The danger of these declared trajectories is that morphologies and their overinterpretation can lead to mistakes when those ideas are not test by cell lineage analyses---whether by transplantation or lineage tracing. 

When I was a Stanford medical student spending the allowed research time between clinical years, I worked with Jim Gowans at Oxford. There, one day, I attended a lecture by a famous histologist who showed a Giemsa-stained lymphocyte, then on the next slide showed another cell almost indistinguishable from the first, then another cell similar to those two, and so on. He ended with neurons, and declared he had shown the trajectory of the origin of the brain from lymphocytes. In contrast to this method, Gowans had labeled pure lymphocytes from the thoracic duct and reinfused them into a vein at the physiological rate at which the duct naturally empties. He found the lymphocytes made immune responses, not thoughts. Similarly, I had shown that locally labeled cells in the thymus took particular emigration routes through the blood to regions of lymph nodes, spleen, gut associated lymphoid organs, etc. --but not the brain. 

We had learned the principle of in vivo veritas—“in life, truth” (a play, of course on the famous latin adage in vino veritas—“in wine, truth”)., What you study in cell cultures or tissues must eventually be shown to operate in the body.

Genetics can reveal what can happen and what genes are involved, physiology how things happen normally, and pathology what happens when things go wrong. And in all of these, when things go wrong, the best description of diseases in humans provides a framework for understanding the underlying events leading to these diseases. This disease is trying  to tell us how things happen, not how things might happen. 

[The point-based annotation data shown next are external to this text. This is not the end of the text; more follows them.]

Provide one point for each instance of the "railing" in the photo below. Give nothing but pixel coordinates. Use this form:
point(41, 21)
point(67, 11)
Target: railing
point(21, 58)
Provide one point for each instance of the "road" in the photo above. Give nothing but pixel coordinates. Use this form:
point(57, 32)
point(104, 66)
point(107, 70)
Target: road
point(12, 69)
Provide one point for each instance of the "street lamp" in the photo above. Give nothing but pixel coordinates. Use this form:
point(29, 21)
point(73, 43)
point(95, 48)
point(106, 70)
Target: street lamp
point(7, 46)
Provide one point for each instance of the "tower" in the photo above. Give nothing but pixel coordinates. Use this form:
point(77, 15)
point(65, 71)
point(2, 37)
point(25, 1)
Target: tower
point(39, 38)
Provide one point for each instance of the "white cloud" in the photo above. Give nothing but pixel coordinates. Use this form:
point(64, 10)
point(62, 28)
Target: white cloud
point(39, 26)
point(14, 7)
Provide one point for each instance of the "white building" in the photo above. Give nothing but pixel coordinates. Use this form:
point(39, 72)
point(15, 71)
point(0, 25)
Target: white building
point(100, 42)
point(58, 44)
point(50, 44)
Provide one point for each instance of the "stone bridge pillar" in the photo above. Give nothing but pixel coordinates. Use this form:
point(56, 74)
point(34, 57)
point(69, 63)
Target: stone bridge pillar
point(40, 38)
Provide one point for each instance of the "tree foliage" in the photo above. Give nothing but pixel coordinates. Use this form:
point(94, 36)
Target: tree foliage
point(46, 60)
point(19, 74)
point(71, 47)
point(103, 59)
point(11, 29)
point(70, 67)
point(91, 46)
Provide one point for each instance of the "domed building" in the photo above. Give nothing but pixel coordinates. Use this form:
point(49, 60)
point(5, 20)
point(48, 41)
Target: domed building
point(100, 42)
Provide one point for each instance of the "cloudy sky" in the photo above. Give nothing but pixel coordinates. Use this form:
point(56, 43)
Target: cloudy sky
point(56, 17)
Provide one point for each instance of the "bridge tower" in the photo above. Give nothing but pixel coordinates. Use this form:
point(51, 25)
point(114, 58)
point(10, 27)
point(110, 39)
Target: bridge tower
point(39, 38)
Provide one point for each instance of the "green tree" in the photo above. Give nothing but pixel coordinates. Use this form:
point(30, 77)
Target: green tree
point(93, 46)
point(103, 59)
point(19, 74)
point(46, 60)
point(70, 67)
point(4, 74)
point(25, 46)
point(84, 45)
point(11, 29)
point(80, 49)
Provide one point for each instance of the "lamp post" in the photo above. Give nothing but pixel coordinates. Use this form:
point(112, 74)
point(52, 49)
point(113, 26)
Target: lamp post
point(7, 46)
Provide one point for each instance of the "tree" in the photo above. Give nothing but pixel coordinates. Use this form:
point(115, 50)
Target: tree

Not too many years ago, Shinya Yamanaka intuited that perhaps genes expressed in embryonic stem cells—themselves representative of the pre-implantation blastocyst’s inner cell mass—can carry the specification of pluripotency. Amazingly, he proved it with just 4 genes retrovirally transferred first into fibroblasts reprogramed them into pluripotent ES like cells. Briggs and King and Gurdon and Wilmut had provided the precedent that somatic cell nuclei placed into an enucleated egg could similarly be reprogrammed to pluripotency. 

But neither gene transfer nor nuclear transfer were seemingly representative of anything happening normally in the body. It has puzzled me how Yamanaka’s seminal discovery could exist as an in vitro and invented phenomenon without also happening naturally in the body. But now Joanna Wysocka and her group have shown that Yamanaka had fortunately landed at genes whose expression does induce pluripotency in every vertebrate body. Wysocka and her group showed that these genes reprogram neural ectoderm to become another basic germ layer, mesoderm, in the generation of neural crest stem cells that make the underlying structures of the face and headThese experiments could not have been done without all of the tools I described above, but it solidified for me that I needed to follow the principle in vivo veritas to accept a process as not only possible to happen, but as actually happening in the body. 

Joanna Wysocka, PhD

For Friends of the Institute, I apologize for this long prelude to Wysocka’s breakthrough discovery. I wanted you to know that even disparate steps to make an advance can eventually be understood by knowing that the living organism is the final step and can still be the valid benchmark for whether the advance (discovery) will have reproducibility, and eventually lead to clinical translations for the benefit of patients. For the students and trainees, I hope the examples I have described that lead up to the decisive experiments in the Wysocka et al paper will remind you also that in vivo veritas can help guide you in your own careers.